WARTA, TANJUNG SELOR — Biro Administrasi Pembangunan Sekretariat Daerah Provinsi Kalimantan Utara menegaskan komitmennya mengawal percepatan penanganan infrastruktur jalan di kawasan perbatasan Kalimantan Timur (Kaltim)–Kalimantan Utara (Kaltara). Komitmen tersebut diperkuat melalui peninjauan lapangan yang dilakukan Wakil Gubernur Kaltara, Ingkong Ala, ke ruas jalan di Kilometer (KM) 95 jalur perbatasan, Kamis (2/7/2026).
Peninjauan tersebut menjadi bagian dari upaya Pemerintah Provinsi (Pemprov) Kaltara untuk memperoleh gambaran riil kondisi akses penghubung antarwilayah yang selama ini menjadi urat nadi mobilitas masyarakat dan distribusi logistik di kawasan perbatasan.
Perjalanan menuju lokasi tidak berlangsung mudah. Selama hampir sembilan jam, rombongan harus melewati jalan berlumpur, tanjakan curam, hingga sejumlah ruas yang mengalami kerusakan berat. Kendaraan bahkan beberapa kali terjebak di kubangan lumpur dan harus saling ditarik agar dapat melanjutkan perjalanan.

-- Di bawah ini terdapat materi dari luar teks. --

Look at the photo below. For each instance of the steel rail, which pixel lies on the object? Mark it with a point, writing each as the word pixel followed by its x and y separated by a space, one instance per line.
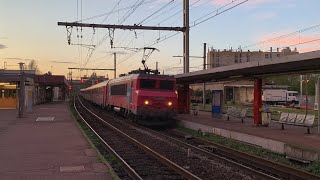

Kondisi tersebut memperlihatkan tantangan yang setiap hari dihadapi masyarakat maupun pelaku usaha dalam mengakses wilayah perbatasan dan mendistribusikan barang.
Wakil Gubernur Kaltara, Ingkong Ala, menegaskan bahwa hasil peninjauan lapangan akan menjadi bahan evaluasi pemerintah daerah dalam mempercepat penanganan infrastruktur melalui koordinasi bersama pemerintah pusat, Pemerintah Provinsi Kalimantan Timur, serta perusahaan yang beroperasi di sekitar kawasan tersebut.
“Hasil tinjauan lapangan ini akan menjadi bahan evaluasi Pemprov Kaltara untuk berkoordinasi dengan pemerintah pusat, Pemprov Kaltim dan pihak perusahaan terkait perbaikan infrastruktur jalan perbatasan,” ujar Ingkong.
Ia berharap langkah tersebut menjadi awal percepatan pembangunan dan perbaikan jalan yang menghubungkan kedua provinsi sehingga konektivitas semakin baik dan tidak lagi menjadi hambatan bagi aktivitas ekonomi masyarakat.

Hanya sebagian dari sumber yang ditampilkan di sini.